In December 2013, in an announcement concerning a backlog of announced but unlegislated tax and superannuation measures, the Assistant Treasurer confirmed that the Budget announcement would proceed.  On 23 September 2014 the Treasury released Exposure Draft legislation and a draft Explanatory Memorandum to give effect to the announced amendments to the CGT provisions of the Income Tax Assessment Act 1997.

The Explanatory Memorandum indicates that, while it may have been intended that trustees or beneficiaries receiving compensation or damages in respect of certain events (such an injury suffered at work) or in respect of certain policies of insurance (such as illness, injury or death) not be subject to CGT, the wording of the existing CGT provisions created some uncertainty in this regard.
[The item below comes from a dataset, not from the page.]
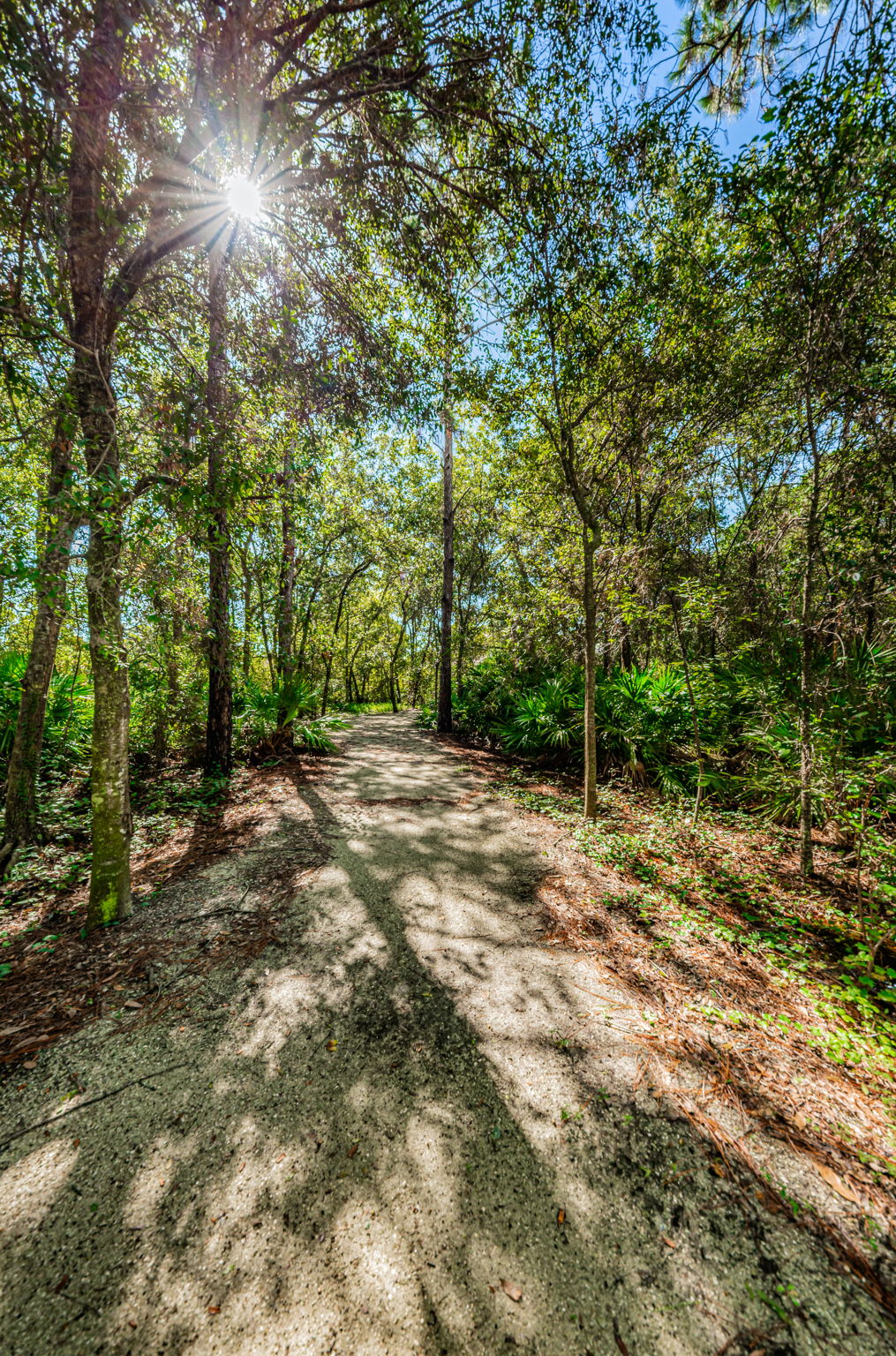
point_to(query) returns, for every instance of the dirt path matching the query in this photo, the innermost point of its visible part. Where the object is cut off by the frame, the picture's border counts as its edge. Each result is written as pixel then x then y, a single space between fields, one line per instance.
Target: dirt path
pixel 381 1136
Accordingly, the Exposure Draft legislation seeks to ensure that the following gains or losses are disregarded for CGT purposes:

  • those made by a trustee in relation to compensation or damages for any wrong or injury a beneficiary of the trust suffers in their occupation, or any wrong, injury or illness a beneficiary of the trust suffers personally
  • those made by a beneficiary to the extent that the trustee distributes a CGT asset to the beneficiary that is attributable to compensation or damages received by the trustee in respect of wrongs, injuries or illnesses referred to in the previous point
  • those made by the trustee/original owner in respect of an interest in a policy of insurance on the life of an individual or an annuity instrument, and also the subsequent payment to a beneficiary in respect of the policy or instrument
  • those made by the trustee of a complying superannuation entity in relation to an interest in a policy of insurance for an individual’s injury or illness (such as total and permanent disability, trauma and income protection insurance).

The amendments are a welcome clarification of the CGT exemption for compensation, damages and insurance proceeds passing through trusts and are proposed to apply for the 2005-06 and later income years.

The closing date for submissions on the Exposure Draft legislation was 21 October 2014.